Un professeur qui est demeuré à l’université jusqu’à l’âge de 85 ans analyse le droit avec sa vision de sociologue émérite. Qui est cet homme de grande prestance?

Guy Rocher. Source: Radio-Canada
Guy Rocher. Source: Radio-Canada
Guy Rocher a célébré cette année ses 98 printemps, bien sonnés. Toujours actif et allumé, il est doté d’une mémoire phénoménale. Celui qui est né en avril 1924, à Berthierville, s’est souvenu des dates, des noms et des déclarations récentes ou anciennes lors de l’entrevue accordée récemment à Droit-inc. Impressionnant!

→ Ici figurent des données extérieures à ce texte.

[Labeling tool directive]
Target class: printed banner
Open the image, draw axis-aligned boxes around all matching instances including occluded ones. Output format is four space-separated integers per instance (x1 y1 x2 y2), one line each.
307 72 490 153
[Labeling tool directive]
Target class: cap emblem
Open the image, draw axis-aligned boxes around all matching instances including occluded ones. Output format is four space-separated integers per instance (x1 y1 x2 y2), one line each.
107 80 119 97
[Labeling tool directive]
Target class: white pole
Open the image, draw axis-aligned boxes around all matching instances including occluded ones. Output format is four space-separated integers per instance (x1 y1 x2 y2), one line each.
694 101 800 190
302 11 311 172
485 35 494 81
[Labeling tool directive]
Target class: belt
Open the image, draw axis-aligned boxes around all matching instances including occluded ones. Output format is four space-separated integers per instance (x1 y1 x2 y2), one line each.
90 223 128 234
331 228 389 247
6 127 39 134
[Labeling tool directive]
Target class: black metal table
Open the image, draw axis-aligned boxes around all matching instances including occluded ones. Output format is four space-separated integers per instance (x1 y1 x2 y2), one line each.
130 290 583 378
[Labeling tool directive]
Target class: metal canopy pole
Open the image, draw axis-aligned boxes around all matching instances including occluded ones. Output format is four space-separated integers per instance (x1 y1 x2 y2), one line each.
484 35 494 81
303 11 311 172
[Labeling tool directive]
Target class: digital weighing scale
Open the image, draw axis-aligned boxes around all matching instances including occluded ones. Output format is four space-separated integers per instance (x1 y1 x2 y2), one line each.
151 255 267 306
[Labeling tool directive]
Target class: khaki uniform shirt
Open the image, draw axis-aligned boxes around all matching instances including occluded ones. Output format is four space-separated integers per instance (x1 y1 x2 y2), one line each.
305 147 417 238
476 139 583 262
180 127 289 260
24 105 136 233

Invité d’emblée à prodiguer un premier conseil aux jeunes avocats, M. Rocher répond sans hésitation : « Apprenez bien votre droit et informez-vous sur les différents contextes dans lesquels agit le droit. Le droit, c’est beaucoup plus que des articles de loi. Le phénomène social influence le droit et le droit est influencé par le phénomène social, comme l’opinion publique ».

Reconnu à maintes reprises durant sa longue carrière, Guy Rocher a toujours abordé le droit autrement, prenant ses distances avec les juristes. Une approche qui lui a valu de nombreux prix et distinctions.

« Le droit ne s’invente pas tout seul. Il n’agit pas seul non plus. Contrairement aux avocats qui prétendent que le droit agit par lui-même, c’est vrai, mais le droit interagit avec d’autres ordres et normes » mentionne celui qui avait une voie toute tracée vers le droit, son grand-père ayant été avocat et son arrière-grand-père notaire.

Chercheur au Centre de recherche en droit public (CRDP) pendant trois décennies, Guy Rocher a grandement contribué à populariser l’idée du pluralisme juridique. Une connaissance élargie du droit avec une préoccupation sociale sur le droit. Pas surprenant que le thème du CRDP est : du droit dans la société et la société dans le droit.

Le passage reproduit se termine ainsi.